2.2.2. Los juicios de culpa o diligencia los construye quién los juzga, no son objeto de prueba. Si un reglamento de trabajo ordena a los trabajadores ingresar a las 08:00 a.m. y un trabajador lo hace a las 08:10 a.m., los hechos que, ontológicamente, son objeto de prueba son: (i) la existencia del reglamento de trabajo y (ii) la hora de llegada del trabajador. El juicio de culpa por violación de reglamento no es objeto de prueba, sino que se construye en el cerebro de la persona que observa esos dos hechos probados.
2.2.2.1. Así, es un error del a quo que hubiere afirmado que no se probó el actuar negligente del ICBF, a pesar de que, según el resumen del TAA, “evidenció que el Centro de Atención al Joven Carlos Lleras Restrepo presentaba deficiencias estructurales y problemas de seguridad” y que “el joven aprovechó un descuido momentáneo del educador para salir por una malla que presentaba una abertura” ¿Qué otra cosa le era exigible demostrar al demandante en relación con la culpa o falla del demandado? Evidentemente todo lo que tenía que probar lo probó, y eso es cumplir con la carga de la prueba.
2.2.2.2. En la misma línea, conviene precisar que el TAA, al final de sus consideraciones, sugirió que el demandante no cumplió con su carga de acreditar el nexo de causalidad. Sin embargo, eso no es correcto.
El demandante, según el resumen del TAA, propuso el siguiente argumento como constitutivo de la relación de causalidad:
“Los demandantes afirman que el ICBF incumplió su deber de garante frente a la vida e integridad del menor, al no adoptar las medidas de seguridad y protección adecuadas para evitar la fuga, siendo esta previsible dada la condición de infractor del menor y los antecedentes de motines en el centro de atención”.

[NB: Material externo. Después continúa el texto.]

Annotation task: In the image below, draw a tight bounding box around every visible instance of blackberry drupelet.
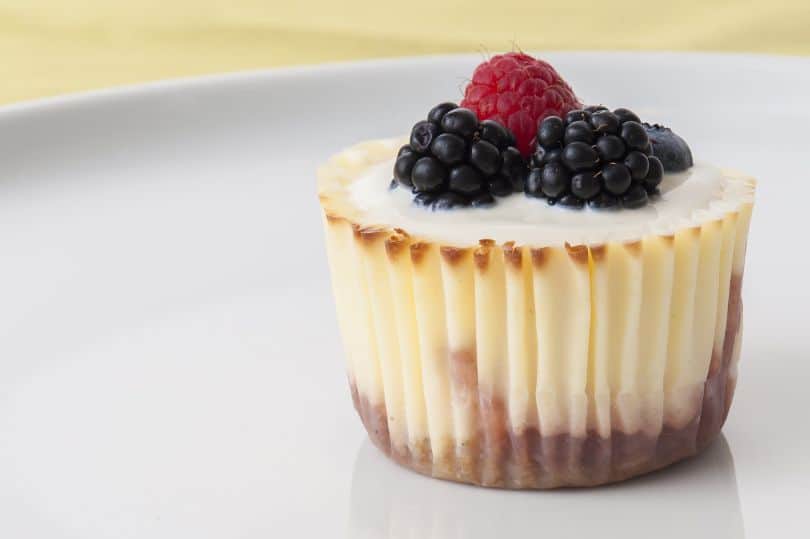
[526,106,692,209]
[394,104,528,209]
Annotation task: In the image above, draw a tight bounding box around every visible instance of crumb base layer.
[350,352,737,489]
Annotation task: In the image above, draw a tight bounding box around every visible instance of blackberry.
[469,140,501,176]
[564,121,595,145]
[410,121,440,153]
[411,157,447,193]
[488,174,514,197]
[430,133,467,166]
[427,102,458,124]
[479,120,513,150]
[395,104,527,209]
[620,121,650,151]
[538,116,565,147]
[471,192,496,207]
[643,156,665,192]
[571,171,601,200]
[440,108,478,138]
[433,191,469,210]
[525,106,692,210]
[448,164,484,196]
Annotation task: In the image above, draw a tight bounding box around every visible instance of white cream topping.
[347,158,740,245]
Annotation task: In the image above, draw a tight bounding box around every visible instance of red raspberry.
[461,52,581,156]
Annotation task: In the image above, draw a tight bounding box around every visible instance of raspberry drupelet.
[460,52,581,157]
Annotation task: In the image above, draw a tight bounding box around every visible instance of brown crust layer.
[349,275,743,489]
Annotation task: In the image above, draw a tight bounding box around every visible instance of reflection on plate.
[349,436,744,539]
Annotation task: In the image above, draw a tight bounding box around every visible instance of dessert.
[318,53,755,488]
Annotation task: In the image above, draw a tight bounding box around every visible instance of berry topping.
[411,156,446,193]
[441,108,478,138]
[431,133,467,165]
[460,52,581,156]
[644,155,665,192]
[479,119,514,150]
[427,102,458,124]
[471,192,496,207]
[394,104,528,209]
[643,123,694,172]
[527,106,690,209]
[410,121,440,153]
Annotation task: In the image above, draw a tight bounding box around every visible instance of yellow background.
[2,0,808,105]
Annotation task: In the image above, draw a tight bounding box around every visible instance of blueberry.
[622,183,649,209]
[479,120,513,150]
[410,121,440,153]
[588,192,620,210]
[394,152,418,187]
[643,156,664,191]
[471,192,495,207]
[541,162,570,198]
[558,194,585,209]
[613,108,641,124]
[595,135,626,162]
[470,140,502,176]
[488,175,513,197]
[430,133,466,166]
[565,109,590,125]
[602,162,632,195]
[440,108,478,138]
[562,141,599,172]
[538,116,565,147]
[427,102,458,124]
[413,192,437,207]
[590,111,620,134]
[643,123,693,172]
[624,151,650,181]
[448,164,484,196]
[620,121,650,151]
[433,191,470,210]
[411,156,447,193]
[525,168,544,198]
[571,171,601,200]
[564,120,595,144]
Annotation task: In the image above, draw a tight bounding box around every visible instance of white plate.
[0,53,808,538]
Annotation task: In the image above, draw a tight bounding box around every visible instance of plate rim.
[1,51,808,120]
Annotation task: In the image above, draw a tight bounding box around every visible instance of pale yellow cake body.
[318,139,755,488]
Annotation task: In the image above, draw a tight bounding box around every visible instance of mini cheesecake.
[318,138,755,489]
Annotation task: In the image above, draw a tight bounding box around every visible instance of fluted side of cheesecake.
[318,141,754,488]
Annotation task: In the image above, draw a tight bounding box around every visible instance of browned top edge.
[565,243,589,265]
[660,234,675,246]
[502,241,523,269]
[474,242,491,271]
[352,224,387,244]
[410,242,430,266]
[385,234,408,260]
[589,244,606,263]
[623,240,642,257]
[440,246,470,266]
[530,247,548,269]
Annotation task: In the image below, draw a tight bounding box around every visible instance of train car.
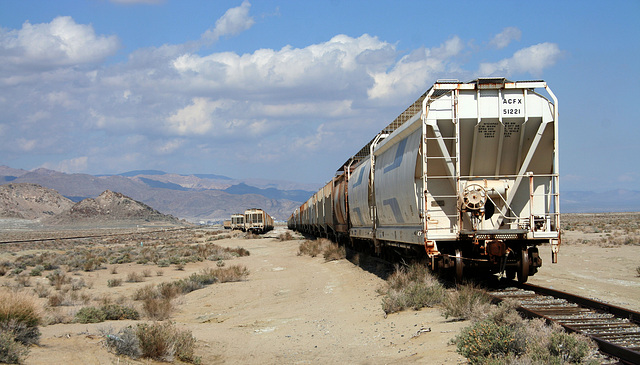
[244,208,274,234]
[230,213,245,231]
[223,220,231,229]
[291,78,560,282]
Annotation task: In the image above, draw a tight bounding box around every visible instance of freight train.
[229,208,274,234]
[288,78,560,282]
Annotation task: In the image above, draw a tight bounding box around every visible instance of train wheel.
[455,249,464,282]
[517,249,529,283]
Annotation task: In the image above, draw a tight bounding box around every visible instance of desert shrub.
[278,231,294,241]
[135,322,197,363]
[75,306,106,323]
[546,330,595,363]
[142,297,174,321]
[71,278,86,291]
[156,282,181,300]
[456,319,524,363]
[142,269,152,277]
[102,326,141,359]
[107,278,122,287]
[126,272,144,283]
[47,292,65,307]
[212,265,249,283]
[298,239,325,257]
[380,263,445,314]
[100,304,139,321]
[637,266,640,277]
[157,259,170,267]
[442,283,492,321]
[14,273,31,288]
[0,290,41,346]
[0,331,29,364]
[323,242,346,261]
[33,283,50,298]
[454,301,597,364]
[46,269,70,290]
[0,262,12,276]
[29,265,45,277]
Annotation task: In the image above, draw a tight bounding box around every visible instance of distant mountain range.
[0,166,317,222]
[0,165,637,222]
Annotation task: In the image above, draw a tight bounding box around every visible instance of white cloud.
[0,16,120,70]
[368,36,464,101]
[16,138,37,152]
[155,139,184,154]
[479,43,562,77]
[0,9,566,180]
[173,34,393,97]
[490,27,521,49]
[43,156,88,173]
[166,98,217,135]
[201,1,255,42]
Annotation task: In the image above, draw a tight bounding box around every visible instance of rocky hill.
[0,183,182,225]
[45,190,182,225]
[0,183,74,219]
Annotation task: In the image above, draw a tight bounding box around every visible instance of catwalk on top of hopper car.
[288,78,560,283]
[230,208,274,234]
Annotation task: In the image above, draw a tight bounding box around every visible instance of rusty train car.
[243,208,274,234]
[288,78,560,282]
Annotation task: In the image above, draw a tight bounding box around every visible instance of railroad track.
[0,226,195,245]
[488,282,640,364]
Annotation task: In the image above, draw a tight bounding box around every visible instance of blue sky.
[0,0,638,192]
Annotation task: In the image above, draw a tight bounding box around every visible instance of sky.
[0,0,638,192]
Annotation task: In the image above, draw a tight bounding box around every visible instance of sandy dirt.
[2,224,639,364]
[528,242,640,312]
[12,227,466,364]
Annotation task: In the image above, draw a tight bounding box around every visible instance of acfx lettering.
[502,98,523,105]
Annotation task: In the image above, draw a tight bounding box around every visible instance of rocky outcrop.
[0,183,74,219]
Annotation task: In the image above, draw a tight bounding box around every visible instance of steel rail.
[488,282,640,364]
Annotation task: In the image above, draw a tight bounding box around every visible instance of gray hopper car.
[289,78,560,282]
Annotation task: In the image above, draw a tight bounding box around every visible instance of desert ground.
[0,214,638,364]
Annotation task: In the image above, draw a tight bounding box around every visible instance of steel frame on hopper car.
[288,78,560,283]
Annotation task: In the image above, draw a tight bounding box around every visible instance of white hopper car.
[289,78,560,282]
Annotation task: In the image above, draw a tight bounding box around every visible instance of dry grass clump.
[323,242,346,261]
[126,272,144,283]
[441,283,493,321]
[379,263,445,314]
[453,300,598,364]
[0,290,42,363]
[133,265,249,320]
[102,322,198,363]
[298,240,324,257]
[74,304,140,323]
[277,231,294,241]
[136,322,197,363]
[298,238,346,261]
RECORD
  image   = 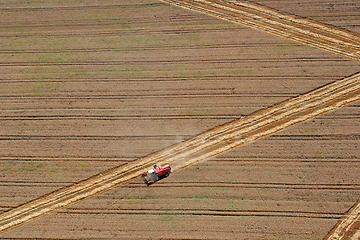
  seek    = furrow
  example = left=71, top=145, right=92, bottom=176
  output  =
left=0, top=42, right=303, bottom=54
left=58, top=208, right=343, bottom=219
left=0, top=3, right=166, bottom=12
left=0, top=57, right=343, bottom=67
left=0, top=76, right=339, bottom=83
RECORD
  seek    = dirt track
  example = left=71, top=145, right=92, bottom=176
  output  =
left=1, top=0, right=360, bottom=239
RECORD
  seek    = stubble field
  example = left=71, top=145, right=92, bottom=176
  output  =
left=1, top=0, right=360, bottom=239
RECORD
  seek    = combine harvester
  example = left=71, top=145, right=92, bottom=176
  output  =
left=141, top=165, right=171, bottom=186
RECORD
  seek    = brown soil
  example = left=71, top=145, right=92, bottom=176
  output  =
left=0, top=0, right=359, bottom=239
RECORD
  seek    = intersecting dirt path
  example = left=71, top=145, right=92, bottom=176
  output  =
left=1, top=0, right=360, bottom=236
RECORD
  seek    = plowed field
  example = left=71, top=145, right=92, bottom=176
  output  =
left=1, top=0, right=359, bottom=239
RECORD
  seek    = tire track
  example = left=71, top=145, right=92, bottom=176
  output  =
left=158, top=0, right=360, bottom=61
left=0, top=135, right=192, bottom=141
left=0, top=15, right=214, bottom=30
left=0, top=93, right=276, bottom=99
left=0, top=14, right=201, bottom=26
left=0, top=3, right=166, bottom=12
left=58, top=208, right=343, bottom=220
left=1, top=133, right=360, bottom=141
left=0, top=71, right=359, bottom=234
left=0, top=43, right=304, bottom=54
left=0, top=75, right=339, bottom=83
left=1, top=57, right=342, bottom=67
left=2, top=156, right=359, bottom=163
left=0, top=156, right=130, bottom=163
left=3, top=114, right=357, bottom=122
left=0, top=115, right=243, bottom=121
left=1, top=181, right=359, bottom=191
left=0, top=27, right=245, bottom=38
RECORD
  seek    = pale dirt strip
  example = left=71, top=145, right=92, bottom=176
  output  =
left=0, top=71, right=359, bottom=234
left=326, top=197, right=360, bottom=240
left=158, top=0, right=360, bottom=62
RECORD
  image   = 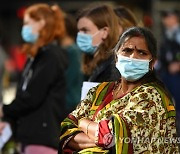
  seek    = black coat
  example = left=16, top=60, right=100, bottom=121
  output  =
left=3, top=43, right=68, bottom=149
left=88, top=55, right=121, bottom=82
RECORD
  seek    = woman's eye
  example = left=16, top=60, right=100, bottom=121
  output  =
left=139, top=50, right=147, bottom=55
left=122, top=48, right=132, bottom=53
left=79, top=28, right=89, bottom=33
left=82, top=30, right=87, bottom=34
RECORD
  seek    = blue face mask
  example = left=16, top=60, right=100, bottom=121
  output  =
left=21, top=25, right=39, bottom=43
left=76, top=32, right=98, bottom=54
left=116, top=55, right=151, bottom=81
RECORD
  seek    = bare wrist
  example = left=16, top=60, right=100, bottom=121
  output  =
left=78, top=118, right=91, bottom=130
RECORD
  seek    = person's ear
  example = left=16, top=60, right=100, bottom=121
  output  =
left=39, top=19, right=45, bottom=30
left=101, top=27, right=109, bottom=40
left=150, top=58, right=157, bottom=71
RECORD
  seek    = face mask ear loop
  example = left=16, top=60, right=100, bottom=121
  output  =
left=149, top=59, right=153, bottom=62
left=92, top=30, right=102, bottom=47
left=92, top=30, right=100, bottom=38
left=149, top=59, right=154, bottom=71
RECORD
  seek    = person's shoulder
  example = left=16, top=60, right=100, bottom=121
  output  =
left=65, top=44, right=81, bottom=57
left=142, top=82, right=175, bottom=111
left=45, top=43, right=65, bottom=55
left=136, top=82, right=171, bottom=100
left=42, top=43, right=66, bottom=59
left=129, top=83, right=162, bottom=106
left=96, top=81, right=115, bottom=92
left=67, top=43, right=80, bottom=51
left=39, top=43, right=68, bottom=68
left=138, top=82, right=160, bottom=92
left=130, top=82, right=161, bottom=100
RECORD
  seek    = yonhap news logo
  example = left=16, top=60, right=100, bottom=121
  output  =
left=102, top=133, right=180, bottom=147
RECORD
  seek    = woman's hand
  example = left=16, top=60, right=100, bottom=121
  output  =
left=78, top=118, right=98, bottom=141
left=67, top=118, right=99, bottom=150
left=68, top=132, right=96, bottom=150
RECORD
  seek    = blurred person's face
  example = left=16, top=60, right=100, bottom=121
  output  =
left=162, top=14, right=179, bottom=29
left=77, top=17, right=108, bottom=46
left=23, top=14, right=45, bottom=35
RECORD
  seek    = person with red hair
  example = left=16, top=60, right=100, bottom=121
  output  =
left=0, top=3, right=68, bottom=154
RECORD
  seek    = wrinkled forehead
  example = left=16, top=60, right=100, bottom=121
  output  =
left=120, top=37, right=149, bottom=53
left=120, top=36, right=147, bottom=48
left=123, top=34, right=144, bottom=43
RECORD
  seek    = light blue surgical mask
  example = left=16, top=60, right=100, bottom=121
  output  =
left=21, top=25, right=39, bottom=43
left=76, top=32, right=99, bottom=54
left=116, top=55, right=151, bottom=81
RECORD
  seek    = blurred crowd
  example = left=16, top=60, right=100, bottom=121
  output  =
left=0, top=1, right=179, bottom=154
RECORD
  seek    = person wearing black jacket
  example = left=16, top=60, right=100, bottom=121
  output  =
left=0, top=3, right=68, bottom=154
left=76, top=4, right=120, bottom=83
left=157, top=9, right=180, bottom=139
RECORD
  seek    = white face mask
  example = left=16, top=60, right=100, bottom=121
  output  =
left=116, top=55, right=152, bottom=81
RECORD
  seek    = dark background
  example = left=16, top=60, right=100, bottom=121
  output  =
left=0, top=0, right=179, bottom=53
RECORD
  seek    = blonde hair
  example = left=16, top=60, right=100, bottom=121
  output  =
left=114, top=6, right=143, bottom=32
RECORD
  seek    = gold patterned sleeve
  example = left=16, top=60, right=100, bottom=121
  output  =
left=117, top=85, right=179, bottom=154
left=60, top=85, right=98, bottom=150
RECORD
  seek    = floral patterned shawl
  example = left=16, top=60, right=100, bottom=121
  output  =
left=60, top=81, right=179, bottom=154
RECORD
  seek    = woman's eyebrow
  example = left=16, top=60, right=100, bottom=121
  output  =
left=79, top=27, right=88, bottom=31
left=136, top=48, right=149, bottom=53
left=122, top=47, right=133, bottom=49
left=121, top=47, right=135, bottom=51
left=134, top=46, right=149, bottom=53
left=122, top=47, right=133, bottom=51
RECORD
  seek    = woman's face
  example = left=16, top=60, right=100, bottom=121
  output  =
left=117, top=36, right=152, bottom=60
left=23, top=14, right=44, bottom=35
left=117, top=36, right=155, bottom=69
left=77, top=17, right=107, bottom=46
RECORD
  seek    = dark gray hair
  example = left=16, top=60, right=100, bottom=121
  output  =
left=115, top=27, right=157, bottom=58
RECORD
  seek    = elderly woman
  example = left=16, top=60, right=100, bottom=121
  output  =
left=59, top=27, right=179, bottom=153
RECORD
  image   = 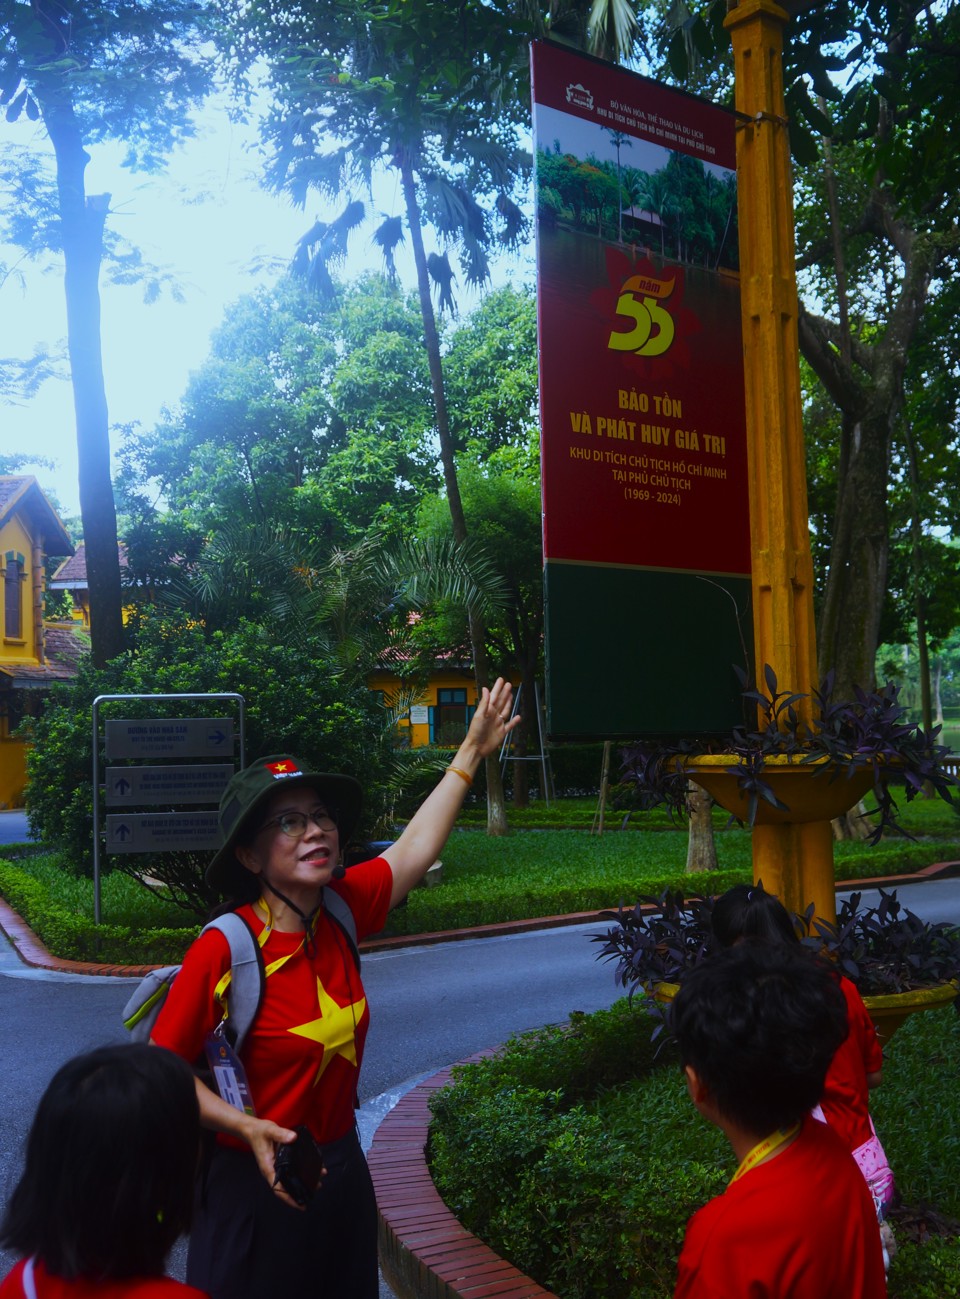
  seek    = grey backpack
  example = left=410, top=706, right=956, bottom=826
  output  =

Partiendo de ese juicio, el demandante probó todos los elementos que requerían prueba. Probó que el menor se fugó del Centro de Atención por “deficiencias estructurales y problemas de seguridad” y que, tiempo después de su fuga, fue asesinado.
Cosa distinta es que el nexo de causalidad propuesto por el demandante fuera irrazonable, y por eso estuviera llamado al fracaso (por las razones explicadas en el numeral 2.1.). Ninguna prueba adicional habría cambiado ese resultado.
De hecho, si se hubiere probado, por ejemplo, que el menor falleció durante una recaptura (sin que exista ninguna mención o indicio a que eso fue lo que ocurrió), eso tampoco demostraría la relación causal propuesta con la demanda, y probablemente tampoco podría condenarse a los demandados, so pena de incurrir en un fallo incongruente, conforme lo dispuesto en el artículo 281 del C.G.P.
2.3. Por lo anterior, aprovecho para llamar la atención sobre la siguiente reflexión: perder un proceso judicial no equivale a que la parte (y particularmente su abogado) incumpla su carga probatoria.
Esa idea equivocada ya está instalada en las cabezas de los clientes. Si queremos que eso cambie, debemos ser los propios abogados los que nos cuidemos de no replicarla automáticamente, máxime en casos, como este, en que realmente no ocurrió así.